The Foster Lab currently has 2 primary research projects

Project 1:  Mitochondrial Channels

We are currently concentrating our research on the molecular basis of cardioprotection by mitochondrial ion channels. Proper balance of ions such as calcium and sodium is essential for mitochondria to maintain an adequate energy supply, in the form of ATP, to support contraction of the heart. Potassium fluxes, through mitochondrial channels, stave off necrotic cell death caused by ischemia-reperfusion injury. Despite their importance to heart function, the proteins responsible mitochondrial ion influx and efflux are unknown. Our lab, in collaboration with Dr. Brian O’Rourke, uses the techniques of protein biochemistry and proteomics to identify mitochondrial ion-handling proteins. Elucidating these targets may spur development of new cardioprotective drugs.

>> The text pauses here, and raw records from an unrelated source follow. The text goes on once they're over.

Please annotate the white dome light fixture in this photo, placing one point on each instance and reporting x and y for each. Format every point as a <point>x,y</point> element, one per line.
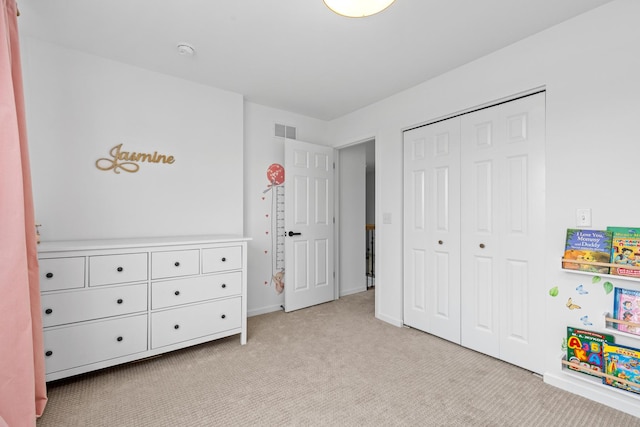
<point>357,8</point>
<point>185,49</point>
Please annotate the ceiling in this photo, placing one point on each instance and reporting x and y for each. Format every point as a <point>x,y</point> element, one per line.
<point>295,55</point>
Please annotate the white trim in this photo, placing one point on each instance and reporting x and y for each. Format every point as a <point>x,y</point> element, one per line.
<point>623,401</point>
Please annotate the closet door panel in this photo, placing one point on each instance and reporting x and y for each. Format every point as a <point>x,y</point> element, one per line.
<point>503,220</point>
<point>432,229</point>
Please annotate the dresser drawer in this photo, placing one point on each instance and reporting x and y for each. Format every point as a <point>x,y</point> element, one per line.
<point>61,273</point>
<point>221,259</point>
<point>97,303</point>
<point>195,321</point>
<point>194,289</point>
<point>112,269</point>
<point>175,263</point>
<point>73,346</point>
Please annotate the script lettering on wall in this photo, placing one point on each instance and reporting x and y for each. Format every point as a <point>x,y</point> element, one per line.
<point>129,161</point>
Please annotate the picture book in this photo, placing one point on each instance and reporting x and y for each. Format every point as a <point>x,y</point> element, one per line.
<point>624,363</point>
<point>593,246</point>
<point>586,348</point>
<point>625,251</point>
<point>626,306</point>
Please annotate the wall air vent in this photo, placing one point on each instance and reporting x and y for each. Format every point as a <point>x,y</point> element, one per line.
<point>284,131</point>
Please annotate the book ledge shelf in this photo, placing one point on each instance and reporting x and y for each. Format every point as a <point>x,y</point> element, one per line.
<point>599,264</point>
<point>578,367</point>
<point>609,325</point>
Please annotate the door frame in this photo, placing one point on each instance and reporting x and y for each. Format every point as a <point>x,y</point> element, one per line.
<point>336,205</point>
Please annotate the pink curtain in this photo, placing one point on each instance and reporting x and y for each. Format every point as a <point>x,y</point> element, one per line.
<point>22,381</point>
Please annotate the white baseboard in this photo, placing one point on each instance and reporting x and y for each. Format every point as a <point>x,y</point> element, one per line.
<point>263,310</point>
<point>392,320</point>
<point>345,292</point>
<point>621,400</point>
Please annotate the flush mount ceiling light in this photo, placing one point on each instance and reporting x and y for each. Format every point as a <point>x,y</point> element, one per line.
<point>357,8</point>
<point>185,49</point>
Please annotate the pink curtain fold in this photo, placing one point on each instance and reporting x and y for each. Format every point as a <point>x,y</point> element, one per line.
<point>22,377</point>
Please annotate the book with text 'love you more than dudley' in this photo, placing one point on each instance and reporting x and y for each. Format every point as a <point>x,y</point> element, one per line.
<point>589,249</point>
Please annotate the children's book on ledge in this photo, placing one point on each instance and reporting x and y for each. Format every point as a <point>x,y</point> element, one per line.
<point>588,249</point>
<point>586,348</point>
<point>625,251</point>
<point>626,308</point>
<point>622,366</point>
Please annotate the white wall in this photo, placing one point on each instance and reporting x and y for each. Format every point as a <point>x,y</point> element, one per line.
<point>261,150</point>
<point>589,67</point>
<point>352,216</point>
<point>79,106</point>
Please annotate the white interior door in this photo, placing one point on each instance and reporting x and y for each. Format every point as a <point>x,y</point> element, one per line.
<point>432,229</point>
<point>308,225</point>
<point>502,230</point>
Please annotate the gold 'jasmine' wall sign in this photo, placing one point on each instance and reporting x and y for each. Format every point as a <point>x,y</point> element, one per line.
<point>129,161</point>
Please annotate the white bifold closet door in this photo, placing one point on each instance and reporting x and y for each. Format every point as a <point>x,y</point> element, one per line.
<point>498,207</point>
<point>432,229</point>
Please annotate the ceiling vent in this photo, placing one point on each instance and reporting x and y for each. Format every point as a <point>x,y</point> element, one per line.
<point>284,131</point>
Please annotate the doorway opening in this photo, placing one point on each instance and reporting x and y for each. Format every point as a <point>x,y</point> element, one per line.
<point>356,218</point>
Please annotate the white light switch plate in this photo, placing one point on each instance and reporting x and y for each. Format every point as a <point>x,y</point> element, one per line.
<point>583,217</point>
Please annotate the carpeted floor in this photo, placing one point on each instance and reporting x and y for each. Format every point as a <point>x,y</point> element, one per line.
<point>329,365</point>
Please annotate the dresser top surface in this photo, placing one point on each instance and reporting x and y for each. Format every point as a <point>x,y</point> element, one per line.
<point>138,242</point>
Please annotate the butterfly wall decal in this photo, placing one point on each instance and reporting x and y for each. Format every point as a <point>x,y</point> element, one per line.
<point>585,321</point>
<point>581,290</point>
<point>571,305</point>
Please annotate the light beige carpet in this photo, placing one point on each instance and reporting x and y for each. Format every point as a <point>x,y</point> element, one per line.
<point>329,365</point>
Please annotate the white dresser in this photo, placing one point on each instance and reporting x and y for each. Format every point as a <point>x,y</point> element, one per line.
<point>106,302</point>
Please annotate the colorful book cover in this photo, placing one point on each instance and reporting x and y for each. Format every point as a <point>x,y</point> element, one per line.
<point>624,363</point>
<point>626,306</point>
<point>625,251</point>
<point>587,245</point>
<point>586,348</point>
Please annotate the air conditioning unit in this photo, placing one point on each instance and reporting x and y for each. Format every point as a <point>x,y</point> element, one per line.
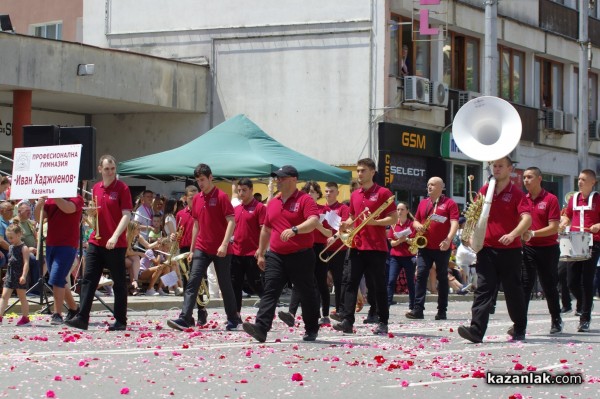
<point>554,119</point>
<point>416,89</point>
<point>438,94</point>
<point>570,124</point>
<point>466,96</point>
<point>594,131</point>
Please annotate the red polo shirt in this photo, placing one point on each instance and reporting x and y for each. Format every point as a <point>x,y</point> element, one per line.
<point>589,217</point>
<point>401,249</point>
<point>248,221</point>
<point>437,232</point>
<point>284,215</point>
<point>184,219</point>
<point>370,238</point>
<point>343,211</point>
<point>63,228</point>
<point>210,210</point>
<point>544,209</point>
<point>505,214</point>
<point>112,200</point>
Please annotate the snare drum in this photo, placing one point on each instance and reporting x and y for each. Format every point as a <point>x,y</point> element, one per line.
<point>575,246</point>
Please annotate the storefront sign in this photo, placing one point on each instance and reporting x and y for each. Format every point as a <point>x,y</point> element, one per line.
<point>408,140</point>
<point>46,171</point>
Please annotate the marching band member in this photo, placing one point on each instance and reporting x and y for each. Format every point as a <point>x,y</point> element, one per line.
<point>439,236</point>
<point>583,214</point>
<point>541,250</point>
<point>500,258</point>
<point>249,219</point>
<point>291,218</point>
<point>400,256</point>
<point>370,251</point>
<point>214,223</point>
<point>113,199</point>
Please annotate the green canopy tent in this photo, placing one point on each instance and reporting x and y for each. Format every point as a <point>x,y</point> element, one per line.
<point>235,148</point>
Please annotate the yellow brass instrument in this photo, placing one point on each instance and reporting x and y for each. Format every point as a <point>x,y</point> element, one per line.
<point>419,240</point>
<point>203,295</point>
<point>347,237</point>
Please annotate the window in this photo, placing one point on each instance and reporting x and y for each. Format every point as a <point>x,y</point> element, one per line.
<point>407,58</point>
<point>511,74</point>
<point>461,62</point>
<point>592,94</point>
<point>49,31</point>
<point>548,84</point>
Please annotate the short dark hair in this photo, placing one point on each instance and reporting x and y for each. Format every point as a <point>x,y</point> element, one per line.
<point>368,162</point>
<point>244,181</point>
<point>536,171</point>
<point>202,170</point>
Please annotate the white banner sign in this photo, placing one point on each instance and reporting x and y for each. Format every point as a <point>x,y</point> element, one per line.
<point>46,171</point>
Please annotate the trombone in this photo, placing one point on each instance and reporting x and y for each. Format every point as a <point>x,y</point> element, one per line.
<point>347,237</point>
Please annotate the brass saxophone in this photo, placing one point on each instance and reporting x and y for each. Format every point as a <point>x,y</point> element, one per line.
<point>419,240</point>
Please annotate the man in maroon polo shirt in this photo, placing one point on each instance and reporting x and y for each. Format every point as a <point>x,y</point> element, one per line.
<point>439,239</point>
<point>62,240</point>
<point>249,219</point>
<point>500,258</point>
<point>113,200</point>
<point>291,218</point>
<point>370,249</point>
<point>541,250</point>
<point>583,214</point>
<point>214,223</point>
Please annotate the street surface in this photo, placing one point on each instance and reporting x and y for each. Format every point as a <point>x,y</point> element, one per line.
<point>420,359</point>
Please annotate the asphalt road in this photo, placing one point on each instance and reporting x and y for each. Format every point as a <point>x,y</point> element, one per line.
<point>418,359</point>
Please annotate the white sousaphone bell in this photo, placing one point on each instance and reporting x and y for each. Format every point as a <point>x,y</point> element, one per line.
<point>486,129</point>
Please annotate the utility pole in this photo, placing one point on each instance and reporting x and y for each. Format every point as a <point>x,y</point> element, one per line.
<point>582,117</point>
<point>490,68</point>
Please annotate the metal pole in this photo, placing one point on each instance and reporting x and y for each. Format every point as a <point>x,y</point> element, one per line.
<point>583,124</point>
<point>490,80</point>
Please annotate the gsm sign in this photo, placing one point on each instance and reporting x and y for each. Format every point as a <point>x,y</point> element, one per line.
<point>413,140</point>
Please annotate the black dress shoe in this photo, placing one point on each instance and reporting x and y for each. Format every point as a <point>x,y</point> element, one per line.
<point>441,316</point>
<point>415,315</point>
<point>255,332</point>
<point>77,322</point>
<point>584,326</point>
<point>467,334</point>
<point>310,336</point>
<point>117,326</point>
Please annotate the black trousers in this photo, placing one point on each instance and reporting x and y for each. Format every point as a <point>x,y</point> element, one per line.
<point>96,259</point>
<point>581,282</point>
<point>299,267</point>
<point>543,262</point>
<point>245,267</point>
<point>425,260</point>
<point>200,262</point>
<point>336,266</point>
<point>496,265</point>
<point>322,289</point>
<point>371,264</point>
<point>564,269</point>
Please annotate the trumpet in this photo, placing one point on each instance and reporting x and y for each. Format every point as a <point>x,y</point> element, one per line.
<point>347,237</point>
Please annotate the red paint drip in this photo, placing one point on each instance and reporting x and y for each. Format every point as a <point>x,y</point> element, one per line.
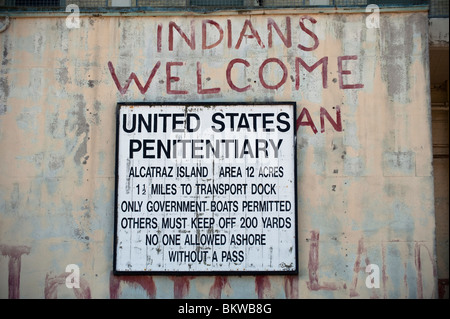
<point>215,291</point>
<point>291,287</point>
<point>181,286</point>
<point>15,256</point>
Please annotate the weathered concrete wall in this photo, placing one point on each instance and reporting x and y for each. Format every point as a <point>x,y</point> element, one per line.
<point>365,184</point>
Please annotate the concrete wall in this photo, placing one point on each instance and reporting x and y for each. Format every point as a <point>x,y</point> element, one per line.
<point>365,180</point>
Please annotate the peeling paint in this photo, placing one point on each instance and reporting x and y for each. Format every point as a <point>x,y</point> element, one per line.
<point>364,169</point>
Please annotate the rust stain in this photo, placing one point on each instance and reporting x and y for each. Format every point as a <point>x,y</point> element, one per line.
<point>313,266</point>
<point>262,283</point>
<point>216,289</point>
<point>291,287</point>
<point>181,285</point>
<point>146,282</point>
<point>15,255</point>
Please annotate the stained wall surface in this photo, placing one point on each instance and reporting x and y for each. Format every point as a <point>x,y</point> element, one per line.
<point>364,153</point>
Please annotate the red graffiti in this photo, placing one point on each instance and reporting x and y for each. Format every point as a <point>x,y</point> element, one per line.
<point>337,125</point>
<point>124,89</point>
<point>15,258</point>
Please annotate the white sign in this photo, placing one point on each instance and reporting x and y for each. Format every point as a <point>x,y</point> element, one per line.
<point>206,188</point>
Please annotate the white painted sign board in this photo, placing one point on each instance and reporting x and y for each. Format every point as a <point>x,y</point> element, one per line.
<point>206,187</point>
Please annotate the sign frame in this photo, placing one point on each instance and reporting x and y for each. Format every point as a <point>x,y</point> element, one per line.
<point>290,271</point>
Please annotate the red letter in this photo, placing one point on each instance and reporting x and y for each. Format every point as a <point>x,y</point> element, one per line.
<point>283,80</point>
<point>229,29</point>
<point>200,90</point>
<point>132,76</point>
<point>214,23</point>
<point>254,34</point>
<point>286,40</point>
<point>229,67</point>
<point>174,78</point>
<point>336,125</point>
<point>190,42</point>
<point>308,123</point>
<point>316,40</point>
<point>323,61</point>
<point>342,72</point>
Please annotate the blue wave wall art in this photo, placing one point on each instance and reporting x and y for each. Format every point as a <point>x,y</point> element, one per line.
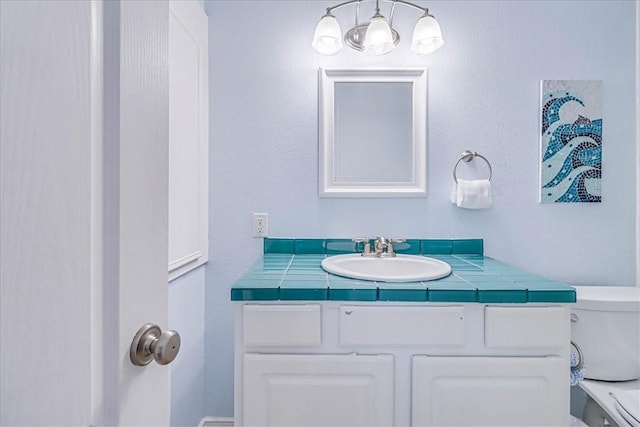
<point>571,141</point>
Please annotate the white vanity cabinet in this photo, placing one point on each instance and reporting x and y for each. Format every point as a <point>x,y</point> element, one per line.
<point>337,363</point>
<point>318,390</point>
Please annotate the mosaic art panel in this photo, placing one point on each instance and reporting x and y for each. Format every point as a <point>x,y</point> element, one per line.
<point>571,141</point>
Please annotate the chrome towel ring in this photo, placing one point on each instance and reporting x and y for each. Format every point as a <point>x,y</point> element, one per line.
<point>467,156</point>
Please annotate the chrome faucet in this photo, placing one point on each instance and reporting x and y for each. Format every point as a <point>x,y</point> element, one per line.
<point>382,247</point>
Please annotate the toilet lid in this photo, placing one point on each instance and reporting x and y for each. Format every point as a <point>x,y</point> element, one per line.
<point>576,422</point>
<point>628,405</point>
<point>608,298</point>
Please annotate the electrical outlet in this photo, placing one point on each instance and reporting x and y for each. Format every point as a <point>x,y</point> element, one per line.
<point>260,225</point>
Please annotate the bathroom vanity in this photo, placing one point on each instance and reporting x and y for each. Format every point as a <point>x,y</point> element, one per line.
<point>486,345</point>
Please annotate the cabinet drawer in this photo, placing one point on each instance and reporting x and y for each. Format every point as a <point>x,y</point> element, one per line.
<point>526,327</point>
<point>444,326</point>
<point>282,325</point>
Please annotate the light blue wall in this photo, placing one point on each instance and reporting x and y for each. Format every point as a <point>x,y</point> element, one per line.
<point>483,95</point>
<point>186,315</point>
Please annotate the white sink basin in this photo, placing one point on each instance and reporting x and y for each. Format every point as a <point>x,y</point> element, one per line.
<point>401,268</point>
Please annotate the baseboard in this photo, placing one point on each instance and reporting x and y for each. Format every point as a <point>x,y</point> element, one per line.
<point>216,422</point>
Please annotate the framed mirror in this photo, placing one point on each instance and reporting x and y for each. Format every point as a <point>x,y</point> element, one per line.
<point>373,132</point>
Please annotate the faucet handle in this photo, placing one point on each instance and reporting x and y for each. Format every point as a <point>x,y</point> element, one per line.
<point>390,241</point>
<point>367,244</point>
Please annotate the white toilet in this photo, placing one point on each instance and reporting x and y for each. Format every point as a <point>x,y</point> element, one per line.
<point>606,328</point>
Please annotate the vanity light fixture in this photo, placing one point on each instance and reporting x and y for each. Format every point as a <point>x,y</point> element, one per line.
<point>377,37</point>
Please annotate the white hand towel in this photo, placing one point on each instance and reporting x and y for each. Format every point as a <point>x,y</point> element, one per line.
<point>472,194</point>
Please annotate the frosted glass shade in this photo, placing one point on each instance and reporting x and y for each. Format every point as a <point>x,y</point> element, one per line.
<point>427,36</point>
<point>327,39</point>
<point>378,39</point>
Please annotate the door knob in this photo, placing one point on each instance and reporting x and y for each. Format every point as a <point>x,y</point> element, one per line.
<point>151,343</point>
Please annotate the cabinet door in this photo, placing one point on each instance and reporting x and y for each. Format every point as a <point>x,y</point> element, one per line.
<point>318,390</point>
<point>490,391</point>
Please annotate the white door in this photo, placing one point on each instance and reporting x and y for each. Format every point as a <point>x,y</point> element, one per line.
<point>83,203</point>
<point>489,391</point>
<point>318,390</point>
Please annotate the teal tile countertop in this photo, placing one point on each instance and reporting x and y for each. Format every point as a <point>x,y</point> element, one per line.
<point>290,271</point>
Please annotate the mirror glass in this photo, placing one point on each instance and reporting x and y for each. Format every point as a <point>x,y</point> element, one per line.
<point>373,133</point>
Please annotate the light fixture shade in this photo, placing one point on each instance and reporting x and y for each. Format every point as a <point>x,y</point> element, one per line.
<point>427,36</point>
<point>327,39</point>
<point>378,39</point>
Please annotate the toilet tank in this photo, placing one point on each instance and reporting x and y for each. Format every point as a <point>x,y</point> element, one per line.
<point>606,327</point>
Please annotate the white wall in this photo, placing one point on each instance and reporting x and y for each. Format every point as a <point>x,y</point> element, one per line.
<point>483,95</point>
<point>45,217</point>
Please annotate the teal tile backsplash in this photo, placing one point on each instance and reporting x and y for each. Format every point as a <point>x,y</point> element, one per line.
<point>345,246</point>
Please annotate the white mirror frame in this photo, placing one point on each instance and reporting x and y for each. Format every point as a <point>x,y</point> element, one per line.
<point>328,185</point>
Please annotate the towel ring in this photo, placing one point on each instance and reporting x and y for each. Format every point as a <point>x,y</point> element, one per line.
<point>467,156</point>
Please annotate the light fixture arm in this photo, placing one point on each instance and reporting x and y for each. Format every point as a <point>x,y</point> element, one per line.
<point>338,6</point>
<point>427,36</point>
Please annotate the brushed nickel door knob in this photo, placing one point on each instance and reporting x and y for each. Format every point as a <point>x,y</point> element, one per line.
<point>151,343</point>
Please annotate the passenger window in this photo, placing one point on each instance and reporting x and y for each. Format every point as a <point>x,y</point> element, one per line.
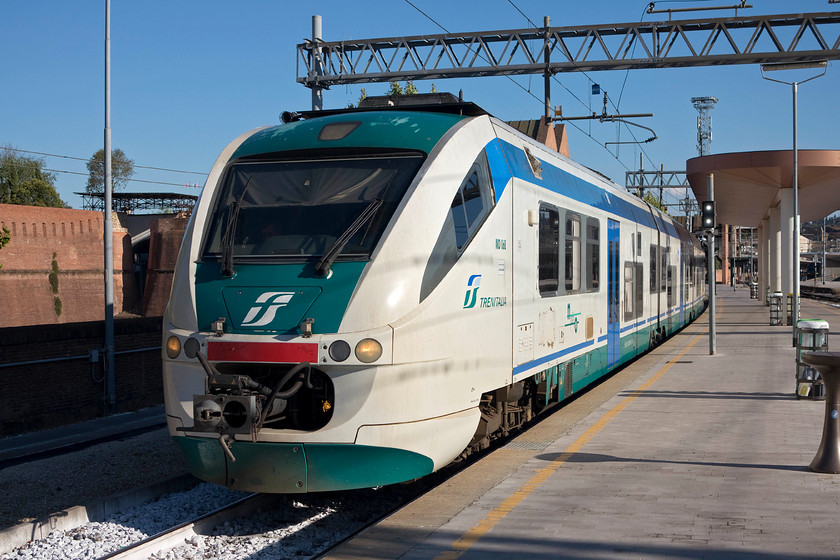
<point>572,275</point>
<point>653,277</point>
<point>629,300</point>
<point>549,258</point>
<point>593,247</point>
<point>640,291</point>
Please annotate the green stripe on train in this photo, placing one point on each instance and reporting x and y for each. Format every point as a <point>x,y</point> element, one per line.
<point>325,299</point>
<point>300,467</point>
<point>394,129</point>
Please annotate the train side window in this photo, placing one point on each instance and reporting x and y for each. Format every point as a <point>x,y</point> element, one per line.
<point>572,262</point>
<point>549,258</point>
<point>593,248</point>
<point>640,290</point>
<point>629,283</point>
<point>672,270</point>
<point>472,203</point>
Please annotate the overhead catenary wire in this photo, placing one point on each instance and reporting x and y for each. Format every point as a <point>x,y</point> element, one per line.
<point>88,174</point>
<point>611,102</point>
<point>520,86</point>
<point>88,159</point>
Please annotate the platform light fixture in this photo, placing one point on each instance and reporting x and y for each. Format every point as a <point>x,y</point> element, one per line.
<point>823,65</point>
<point>708,214</point>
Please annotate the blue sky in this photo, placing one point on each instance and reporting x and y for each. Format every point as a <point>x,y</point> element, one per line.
<point>188,76</point>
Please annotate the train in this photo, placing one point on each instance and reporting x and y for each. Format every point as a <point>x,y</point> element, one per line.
<point>366,295</point>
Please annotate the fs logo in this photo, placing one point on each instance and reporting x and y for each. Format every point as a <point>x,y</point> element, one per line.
<point>472,294</point>
<point>265,308</point>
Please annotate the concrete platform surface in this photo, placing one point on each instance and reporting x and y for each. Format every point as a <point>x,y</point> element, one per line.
<point>695,456</point>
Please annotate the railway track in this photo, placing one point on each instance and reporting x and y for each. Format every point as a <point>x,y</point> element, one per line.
<point>178,535</point>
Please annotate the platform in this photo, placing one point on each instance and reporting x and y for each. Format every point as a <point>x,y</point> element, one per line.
<point>680,455</point>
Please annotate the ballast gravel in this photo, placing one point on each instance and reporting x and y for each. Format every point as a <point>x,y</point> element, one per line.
<point>293,528</point>
<point>96,539</point>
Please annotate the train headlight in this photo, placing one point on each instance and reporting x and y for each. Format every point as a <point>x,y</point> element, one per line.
<point>173,347</point>
<point>191,347</point>
<point>339,351</point>
<point>368,351</point>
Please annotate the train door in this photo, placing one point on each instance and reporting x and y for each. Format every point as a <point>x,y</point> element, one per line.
<point>613,291</point>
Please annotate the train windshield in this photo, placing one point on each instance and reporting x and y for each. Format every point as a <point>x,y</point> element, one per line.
<point>305,209</point>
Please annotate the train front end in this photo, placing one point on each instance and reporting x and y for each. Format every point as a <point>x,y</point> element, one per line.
<point>279,365</point>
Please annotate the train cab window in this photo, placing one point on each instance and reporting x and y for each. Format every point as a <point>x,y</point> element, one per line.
<point>301,209</point>
<point>549,258</point>
<point>572,252</point>
<point>593,255</point>
<point>471,204</point>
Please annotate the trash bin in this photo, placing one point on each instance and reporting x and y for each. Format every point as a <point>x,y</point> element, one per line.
<point>811,336</point>
<point>776,308</point>
<point>789,314</point>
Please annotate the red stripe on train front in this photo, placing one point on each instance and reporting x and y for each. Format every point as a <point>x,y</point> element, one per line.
<point>289,352</point>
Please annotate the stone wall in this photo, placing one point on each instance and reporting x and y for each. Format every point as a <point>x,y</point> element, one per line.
<point>51,378</point>
<point>53,267</point>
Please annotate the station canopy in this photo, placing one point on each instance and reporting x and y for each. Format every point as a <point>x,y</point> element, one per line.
<point>748,184</point>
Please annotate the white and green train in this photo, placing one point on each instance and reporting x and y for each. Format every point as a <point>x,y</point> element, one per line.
<point>364,295</point>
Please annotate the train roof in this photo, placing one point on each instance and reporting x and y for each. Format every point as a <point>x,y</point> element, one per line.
<point>420,102</point>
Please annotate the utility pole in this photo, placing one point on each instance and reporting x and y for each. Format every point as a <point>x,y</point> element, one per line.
<point>108,240</point>
<point>704,105</point>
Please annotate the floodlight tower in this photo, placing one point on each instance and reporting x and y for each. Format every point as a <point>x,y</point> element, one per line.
<point>704,123</point>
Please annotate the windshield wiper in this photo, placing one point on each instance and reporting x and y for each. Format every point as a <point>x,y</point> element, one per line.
<point>230,231</point>
<point>323,266</point>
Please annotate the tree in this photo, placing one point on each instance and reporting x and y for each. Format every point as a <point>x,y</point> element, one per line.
<point>23,180</point>
<point>122,170</point>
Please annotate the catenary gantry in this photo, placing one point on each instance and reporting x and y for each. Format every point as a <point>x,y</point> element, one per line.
<point>551,50</point>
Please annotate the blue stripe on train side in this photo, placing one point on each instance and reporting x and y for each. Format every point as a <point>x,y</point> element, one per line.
<point>560,181</point>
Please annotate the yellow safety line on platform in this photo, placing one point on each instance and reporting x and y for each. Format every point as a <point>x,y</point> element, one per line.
<point>468,539</point>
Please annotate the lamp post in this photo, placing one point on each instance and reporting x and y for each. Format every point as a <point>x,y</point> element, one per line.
<point>795,247</point>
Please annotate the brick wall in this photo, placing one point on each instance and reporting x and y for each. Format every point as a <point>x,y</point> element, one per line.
<point>73,240</point>
<point>66,386</point>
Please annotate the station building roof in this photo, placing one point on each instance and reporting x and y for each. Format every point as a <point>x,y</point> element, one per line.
<point>748,184</point>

Project 2: Structural and Biochemical Events that Underlie Myocardial Stunning

Using electron microscopy and 3D-image reconstruction we have recently shown that clipping of the C-terminus of cardiac troponin I (cTnI), as might occur in myocardial stunning, affects its ability to regulate tropomyosin position on actin in the presence of Ca2+. cTnI, it seems, is more than a simple inhibitor of muscle contraction in diastole. Rather, it is an active participant in proper thin filament activation during systole. Removal of 17 amino acids from the C-terminal of cTnI is sufficient to destabilize the Ca2+-activated conformation of tropomyosin on actin. These results also suggest that restrictive cardiomyopathy mutations within the same domain may also influence tropomyosin conformation. Collaborators include Dr. Anne M Murphy and Dr. Jennifer Van Eyk of Johns Hopkins and Dr. William Lehman of Boston University School of Medicine.